Pour revenir sur ces solutions multitâches (architecture + code), je pense qu’il s’agit de la prochaine étape, une tâche à horizon long. Mais mon autre pari est que cette solution, si elle doit être interactible par des humains, sera préférée faite par ceux-ci, ou pas. Car de la même façon qu’il existe des millions de façons de designer un bâtiment pour un emplacement, il en est de même pour du code. Et in fine, pour la même raison que certains trouvent que la Joconde est le plus beau tableau du monde, il en revient au goût.
Cet aspect qui n’est pas (que je sache) déléguable à l’IA sera encore plus mis en exergue dans la collaboration avec l’IA. Là où il fallait souvent atteindre un certain niveau d’aptitude en code pour pouvoir apposer sa vision au code (fini les copier-coller et autres solutions trouvées sur Stack Overflow), il est maintenant plus facile d’entrer en cohésion avec le code grâce à l’IA et d’y apporter sa touche personnelle.
Pour résumer, je pense que le “codeur” de demain sera très loin de celui d’hier. Nous n’écrirons plus une seule ligne de code, ou bien pour le fun, comme on peint un tableau aujourd’hui. Mais comme une collaboration où l’outil peut être plus performant que l’utilisateur.

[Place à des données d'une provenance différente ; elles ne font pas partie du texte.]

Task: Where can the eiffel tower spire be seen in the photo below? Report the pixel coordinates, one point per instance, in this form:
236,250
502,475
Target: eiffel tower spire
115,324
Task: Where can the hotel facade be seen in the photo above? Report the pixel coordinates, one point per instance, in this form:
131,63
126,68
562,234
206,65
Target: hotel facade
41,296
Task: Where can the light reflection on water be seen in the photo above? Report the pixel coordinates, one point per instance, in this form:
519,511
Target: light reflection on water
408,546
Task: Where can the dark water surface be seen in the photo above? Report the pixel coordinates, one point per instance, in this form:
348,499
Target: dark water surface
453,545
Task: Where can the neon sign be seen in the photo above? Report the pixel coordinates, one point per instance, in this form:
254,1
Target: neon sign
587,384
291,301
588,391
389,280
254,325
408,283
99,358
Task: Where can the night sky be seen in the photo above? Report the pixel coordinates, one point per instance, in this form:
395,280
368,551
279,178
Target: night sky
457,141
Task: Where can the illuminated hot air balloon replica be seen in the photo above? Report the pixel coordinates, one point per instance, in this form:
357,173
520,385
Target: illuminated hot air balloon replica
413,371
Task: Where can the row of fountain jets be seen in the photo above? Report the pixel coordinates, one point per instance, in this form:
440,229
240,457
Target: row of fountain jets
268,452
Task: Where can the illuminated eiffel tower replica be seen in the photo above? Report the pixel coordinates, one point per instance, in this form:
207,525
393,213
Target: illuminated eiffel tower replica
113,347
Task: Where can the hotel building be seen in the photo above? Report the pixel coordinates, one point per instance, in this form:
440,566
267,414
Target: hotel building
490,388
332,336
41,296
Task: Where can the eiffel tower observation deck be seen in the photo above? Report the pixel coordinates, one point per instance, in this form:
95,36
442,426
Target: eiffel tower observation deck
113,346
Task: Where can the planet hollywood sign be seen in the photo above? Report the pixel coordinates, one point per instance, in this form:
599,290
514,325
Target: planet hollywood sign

Le métier change dramatiquement et ressemblera davantage à un architecte avec une légion d’IA pour faire son travail, plutôt qu’à des équipes massives d’aujourd’hui. Certains ne vont pas apprécier le changement, de nouveaux vont en faire leur vocation. Nous pourrons alors être soit plus productifs, soit allouer ce temps à d’autres tâches. Cela a des implications économiques comme humaines.